OneHotCategoricalEncoder

The OneHotCategoricalEncoder() replaces original categorical variable, by a set of binary variables, one per unique category. The encoder has the option to create k or k-1 binary variables, where k is the number of unique categories. The encoder can also create binary variables by the n most popular categories, n being determined by the user.

The OneHotCategoricalEncoder() works only with categorical variables. A list of variables can be indiacated, or the imputer will automatically select all categorical variables in the train set.

import numpy as np
import pandas as pd
import matplotlib.pyplot as plt
from sklearn.model_selection import train_test_split

from feature_engine import categorical_encoders as ce

# Load dataset
def load_titanic():
        data = pd.read_csv('https://www.openml.org/data/get_csv/16826755/phpMYEkMl')
        data = data.replace('?', np.nan)
        data['cabin'] = data['cabin'].astype(str).str[0]
        data['pclass'] = data['pclass'].astype('O')
        data['embarked'].fillna('C', inplace=True)
        return data

data = load_titanic()

# Separate into train and test sets
X_train, X_test, y_train, y_test = train_test_split(
                        data.drop(['survived', 'name', 'ticket'], axis=1),
                        data['survived'], test_size=0.3, random_state=0)

# set up the encoder
encoder = ce.OneHotCategoricalEncoder(
    top_categories=2,
    variables=['pclass', 'cabin', 'embarked'],
    drop_last=False)

# fit the encoder
encoder.fit(X_train)

# transform the data
train_t= encoder.transform(X_train)
test_t= encoder.transform(X_test)

encoder.encoder_dict_
{'pclass': [3, 1], 'cabin': ['n', 'C'], 'embarked': ['S', 'C']}

API Reference

class feature_engine.categorical_encoders.OneHotCategoricalEncoder(top_categories=None, variables=None, drop_last=False)[source]

One hot encoding consists in replacing the categorical variable by a combination of boolean variables which take value 0 or 1, to indicate if a certain category is present for an observation.

Each one of the boolean variables are also known as dummy variables or binary variables. For example, from the categorical variable “Gender” with categories ‘female’ and ‘male’, we can generate the boolean variable “female”, which takes 1 if the person is female or 0 otherwise. We can also generate the variable male, which takes 1 if the person is “male” and 0 otherwise.

The encoder has the option to generate one dummy variable per category present in a variable, or to create dummy variables only for the top n most popular categories, that is, the categories that are present in the majority of the observations.

If dummy variables are created for all the categories of a variable, you have the option to drop one category not to create information redundancy (encoding into k-1 variables, where k is the number if unique categories).

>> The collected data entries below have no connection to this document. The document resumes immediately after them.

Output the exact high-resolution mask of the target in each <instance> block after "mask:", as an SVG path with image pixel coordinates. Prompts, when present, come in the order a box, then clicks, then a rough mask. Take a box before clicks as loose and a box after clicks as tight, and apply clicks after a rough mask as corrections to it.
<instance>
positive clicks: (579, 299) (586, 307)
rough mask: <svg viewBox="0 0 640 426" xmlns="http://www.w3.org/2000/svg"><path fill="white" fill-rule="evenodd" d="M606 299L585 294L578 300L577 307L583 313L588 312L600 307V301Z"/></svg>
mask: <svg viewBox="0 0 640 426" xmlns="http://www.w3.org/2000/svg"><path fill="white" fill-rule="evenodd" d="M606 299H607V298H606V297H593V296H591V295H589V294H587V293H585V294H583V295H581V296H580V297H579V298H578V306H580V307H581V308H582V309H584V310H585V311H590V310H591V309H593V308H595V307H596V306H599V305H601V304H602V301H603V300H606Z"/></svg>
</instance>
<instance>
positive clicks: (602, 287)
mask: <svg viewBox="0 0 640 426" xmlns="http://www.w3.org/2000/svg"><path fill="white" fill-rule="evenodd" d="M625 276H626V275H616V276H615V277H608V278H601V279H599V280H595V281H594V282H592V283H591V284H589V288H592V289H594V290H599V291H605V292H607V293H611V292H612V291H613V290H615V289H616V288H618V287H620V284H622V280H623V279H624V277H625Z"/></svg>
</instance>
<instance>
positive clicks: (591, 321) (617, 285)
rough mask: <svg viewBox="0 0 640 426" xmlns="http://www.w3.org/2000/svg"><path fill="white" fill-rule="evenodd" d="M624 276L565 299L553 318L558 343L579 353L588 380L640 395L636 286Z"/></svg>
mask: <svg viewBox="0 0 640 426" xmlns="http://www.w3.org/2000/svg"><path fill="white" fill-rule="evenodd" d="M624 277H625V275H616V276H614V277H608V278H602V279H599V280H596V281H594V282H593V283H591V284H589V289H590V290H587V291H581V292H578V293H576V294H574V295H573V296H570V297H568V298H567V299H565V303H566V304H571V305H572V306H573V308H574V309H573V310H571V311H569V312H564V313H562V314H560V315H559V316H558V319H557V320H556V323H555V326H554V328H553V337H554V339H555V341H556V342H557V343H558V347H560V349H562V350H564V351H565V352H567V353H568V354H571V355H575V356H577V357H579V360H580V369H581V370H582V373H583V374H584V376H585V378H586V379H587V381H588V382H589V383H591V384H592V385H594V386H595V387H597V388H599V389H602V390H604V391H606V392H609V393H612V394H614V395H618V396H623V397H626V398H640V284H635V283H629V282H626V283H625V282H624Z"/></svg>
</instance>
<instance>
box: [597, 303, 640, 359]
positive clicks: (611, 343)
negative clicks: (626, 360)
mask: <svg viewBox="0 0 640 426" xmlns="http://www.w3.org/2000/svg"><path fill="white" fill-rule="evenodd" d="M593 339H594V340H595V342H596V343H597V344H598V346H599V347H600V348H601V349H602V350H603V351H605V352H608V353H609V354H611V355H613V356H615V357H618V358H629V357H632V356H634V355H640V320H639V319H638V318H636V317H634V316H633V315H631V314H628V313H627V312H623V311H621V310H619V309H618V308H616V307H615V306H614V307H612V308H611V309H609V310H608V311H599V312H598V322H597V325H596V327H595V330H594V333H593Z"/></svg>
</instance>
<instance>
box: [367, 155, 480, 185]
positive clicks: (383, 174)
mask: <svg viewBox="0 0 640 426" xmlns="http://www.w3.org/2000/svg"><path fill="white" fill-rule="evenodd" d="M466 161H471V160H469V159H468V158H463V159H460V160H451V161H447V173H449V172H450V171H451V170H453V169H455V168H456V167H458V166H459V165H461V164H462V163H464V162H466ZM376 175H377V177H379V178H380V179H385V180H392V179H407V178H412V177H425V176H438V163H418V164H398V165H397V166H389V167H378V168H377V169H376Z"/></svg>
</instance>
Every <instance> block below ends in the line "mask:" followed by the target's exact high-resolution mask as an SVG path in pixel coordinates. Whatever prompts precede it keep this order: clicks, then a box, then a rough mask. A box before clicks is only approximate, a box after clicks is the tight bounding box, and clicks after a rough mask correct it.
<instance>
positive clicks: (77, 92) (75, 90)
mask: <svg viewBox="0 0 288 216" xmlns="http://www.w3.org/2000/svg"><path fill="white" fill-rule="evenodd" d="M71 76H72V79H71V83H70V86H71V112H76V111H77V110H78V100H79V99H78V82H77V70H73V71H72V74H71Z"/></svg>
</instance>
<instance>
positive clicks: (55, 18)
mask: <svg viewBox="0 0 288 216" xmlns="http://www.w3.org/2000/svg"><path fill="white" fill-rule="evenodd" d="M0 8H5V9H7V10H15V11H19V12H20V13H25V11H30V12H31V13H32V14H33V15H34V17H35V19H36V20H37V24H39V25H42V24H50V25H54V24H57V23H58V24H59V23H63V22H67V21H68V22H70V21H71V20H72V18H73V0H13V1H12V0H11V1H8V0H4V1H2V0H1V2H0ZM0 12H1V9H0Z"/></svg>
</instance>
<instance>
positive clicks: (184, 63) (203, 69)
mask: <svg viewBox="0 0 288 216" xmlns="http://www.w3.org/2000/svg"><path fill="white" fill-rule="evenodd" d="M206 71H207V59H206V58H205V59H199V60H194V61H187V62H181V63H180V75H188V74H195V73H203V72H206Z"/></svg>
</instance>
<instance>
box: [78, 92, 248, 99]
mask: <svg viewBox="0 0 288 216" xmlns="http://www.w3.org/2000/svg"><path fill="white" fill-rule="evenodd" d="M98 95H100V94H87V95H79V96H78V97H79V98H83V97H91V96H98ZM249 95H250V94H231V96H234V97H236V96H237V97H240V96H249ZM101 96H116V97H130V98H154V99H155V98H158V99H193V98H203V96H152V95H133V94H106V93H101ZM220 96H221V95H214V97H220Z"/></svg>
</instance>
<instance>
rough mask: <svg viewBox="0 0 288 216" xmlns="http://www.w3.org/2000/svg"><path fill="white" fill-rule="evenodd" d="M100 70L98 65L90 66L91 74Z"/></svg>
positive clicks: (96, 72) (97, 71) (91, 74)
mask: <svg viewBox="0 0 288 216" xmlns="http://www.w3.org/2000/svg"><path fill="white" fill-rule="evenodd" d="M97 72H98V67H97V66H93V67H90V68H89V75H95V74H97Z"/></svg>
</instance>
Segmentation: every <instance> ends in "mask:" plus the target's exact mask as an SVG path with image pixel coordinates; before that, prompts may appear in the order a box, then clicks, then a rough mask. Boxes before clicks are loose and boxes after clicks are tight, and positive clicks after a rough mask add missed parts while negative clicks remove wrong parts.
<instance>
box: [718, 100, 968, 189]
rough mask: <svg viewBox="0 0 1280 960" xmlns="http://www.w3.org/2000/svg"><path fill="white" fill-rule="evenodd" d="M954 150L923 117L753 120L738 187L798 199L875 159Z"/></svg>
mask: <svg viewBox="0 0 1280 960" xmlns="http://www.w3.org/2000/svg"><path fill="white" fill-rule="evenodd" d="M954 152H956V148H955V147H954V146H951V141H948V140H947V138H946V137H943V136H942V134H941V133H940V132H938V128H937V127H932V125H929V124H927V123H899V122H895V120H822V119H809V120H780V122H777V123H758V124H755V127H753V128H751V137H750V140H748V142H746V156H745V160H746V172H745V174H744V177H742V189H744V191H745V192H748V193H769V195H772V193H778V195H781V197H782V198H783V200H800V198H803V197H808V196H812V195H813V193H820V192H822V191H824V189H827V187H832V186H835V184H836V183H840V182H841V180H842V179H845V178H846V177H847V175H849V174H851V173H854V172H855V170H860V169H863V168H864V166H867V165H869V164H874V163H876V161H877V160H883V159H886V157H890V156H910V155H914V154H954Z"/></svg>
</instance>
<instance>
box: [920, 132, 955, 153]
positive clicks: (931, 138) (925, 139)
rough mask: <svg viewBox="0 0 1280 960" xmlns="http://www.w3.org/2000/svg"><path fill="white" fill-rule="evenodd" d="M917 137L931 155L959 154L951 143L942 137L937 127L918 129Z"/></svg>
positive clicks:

The Encoder will encode only categorical variables (type ‘object’). A list of variables can be passed as an argument. If no variables are passed as argument, the encoder will only encode categorical variables (object type) and ignore the rest.

The encoder first finds the categories to be encoded for each variable (fit). The encoder then creates one dummy variable per category for each variable (transform).

Parameters:
  • top_categories (int, default=None) – If None is selected, a dummy variable will be created for each category per variable.If set to True, the encoder will find the most frequent categories. top_categories indicates the number of most frequent categories to encode. Dummy variables will be created only for those popular categories and the rest will be dropped. Note that this is equivalent to grouping all the remaining categories in one group.
  • variables (list) – The list of categorical variables that will be encoded. If None, the encoder will find and select all object type variables.
  • drop_last (boolean, default=False) – Only used if top_categories = None. It indicates whether to create dummy variables for all the available categories, or if set to True, it will ignore the last variable of the list.
encoder_dict_

The dictionary containg the frequent categories (that will be kept) for each variable.

Type:dictionary
fit(self, X, y=None)[source]

Learns the unique categories per variable. If top_categories is indicated it will learn the most popular categories. Alternatively, it learns all unique categories per variable.

Parameters:
  • X (pandas dataframe of shape = [n_samples, n_features]) – The training input samples. Can be the entire dataframe, not just seleted variables.
  • y (Target) –
transform(self, X)[source]

Creates the dummy / boolean variables.

Parameters:X (pandas dataframe of shape = [n_samples, n_features]) – The input samples.
Returns:
  • X_transformed (pandas dataframe. The shape of the dataframe will)
  • be different from the original as it includes the dummy variables.